Cate Blanchett. Photo by Getty Images
Namun, selain layar, yang selalu menyulut imajinasi publik adalah bentangan karpet merah di Palazzo del Cinema. Di situlah festival seakan bertransformasi menjadi catwalk tak resmi—tempat di mana sutradara, aktor, dan aktris papan atas bukan hanya menampilkan film terbaru, tapi juga menjadikan mode sebagai bagian dari narasi personal mereka. Nama-nama seperti Cate Blanchett, Timothée Chalamet, Tilda Swinton, hingga Emma Stone kerap menjadikan Venice sebagai ajang fashion statement yang tak kalah dinanti dari karyanya di layar. Tidak berlebihan jika banyak pengamat menyebut Venice sebagai “runway musim gugur” sebelum New York, London, dan Paris Fashion Week.
Photo by La Biennale di Venezia (No Other Choice)
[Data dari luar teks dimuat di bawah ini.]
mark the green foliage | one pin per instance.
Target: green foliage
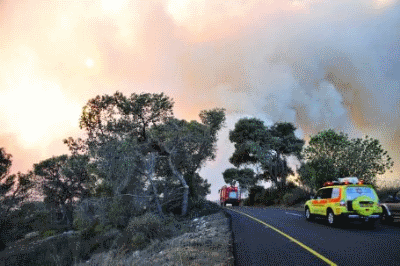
(119, 212)
(64, 178)
(202, 207)
(139, 240)
(105, 117)
(149, 226)
(294, 196)
(5, 163)
(332, 155)
(48, 233)
(245, 177)
(267, 147)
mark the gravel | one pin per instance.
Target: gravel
(208, 242)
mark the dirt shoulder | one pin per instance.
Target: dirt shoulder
(297, 207)
(208, 242)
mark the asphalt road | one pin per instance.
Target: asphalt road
(300, 242)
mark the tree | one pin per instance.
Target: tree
(124, 133)
(189, 145)
(332, 155)
(117, 116)
(14, 189)
(64, 179)
(245, 177)
(268, 147)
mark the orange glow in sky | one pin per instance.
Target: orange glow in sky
(319, 64)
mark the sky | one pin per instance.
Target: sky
(318, 64)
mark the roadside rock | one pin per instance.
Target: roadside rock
(208, 242)
(56, 250)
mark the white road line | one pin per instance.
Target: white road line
(294, 214)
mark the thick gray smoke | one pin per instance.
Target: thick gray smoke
(318, 64)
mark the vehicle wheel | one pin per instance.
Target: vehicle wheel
(309, 216)
(370, 224)
(386, 218)
(332, 218)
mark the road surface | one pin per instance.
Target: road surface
(286, 238)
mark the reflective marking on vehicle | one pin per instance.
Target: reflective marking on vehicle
(290, 238)
(294, 214)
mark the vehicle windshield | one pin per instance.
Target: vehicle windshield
(355, 192)
(232, 195)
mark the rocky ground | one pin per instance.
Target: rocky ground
(207, 242)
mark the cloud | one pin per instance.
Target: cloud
(318, 64)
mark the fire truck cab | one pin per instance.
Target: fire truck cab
(229, 195)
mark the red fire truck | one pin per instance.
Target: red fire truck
(229, 195)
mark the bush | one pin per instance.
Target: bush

Tahun ini, di bawah arahan Direktur Artistik Alberto Barbera, festival menghadirkan spektrum yang luas: dari Luca Guadagnino, Jane Campion, Park Chan-wook, hingga Chloé Zhao. Kompetisi utama juga diramaikan oleh kehadiran kuat sinema Asia. Park Chan-wook membawa No Other Choice, satir gelap tentang pengangguran dan kompetisi kerja yang dibintangi Lee Byung-hun dan Son Ye-jin. Cai Shangjun dari Tiongkok mempersembahkan The Sun Rises on Us All, sementara Taiwan mengejutkan publik lewat debut penyutradaraan aktris Shu Qi dengan Girl. Di jalur Orizzonti, wajah-wajah baru Asia bersuara melalui karya seperti Divine Comedy (Ali Asgari), Lost Land (Akio Fujimoto), dan Songs of Forgotten Trees (Anuparna Roy).
Seperti tradisi tahun-tahun sebelumnya, festival ini juga merawat warisan sinema dengan menghadirkan kembali karya klasik Asia: dari Odd Obsession dan Kwaidan – Ghost Stories asal Jepang, Two Acres of Land dari India, hingga Vive L’Amour dari Taiwan. Sebuah pengingat bahwa sinema bukan hanya tentang masa kini, melainkan juga arsip perasaan dan wacana yang melintasi generasi.
Di tengah riuhnya layar dan sorot lampu kamera, Venice Film Festival selalu berdiri sebagai ruang di mana seni, mode, dan sejarah saling berkelindan. Di Lido, para sineas dan bintang besar tidak sekadar merayakan film, tetapi juga menorehkan bab baru dalam hubungan panjang antara sinema dan gaya hidup. Sebuah hubungan yang menjadikan festival ini bukan hanya sebagai pesta film tertua di dunia, tetapi juga sebagai barometer estetika global.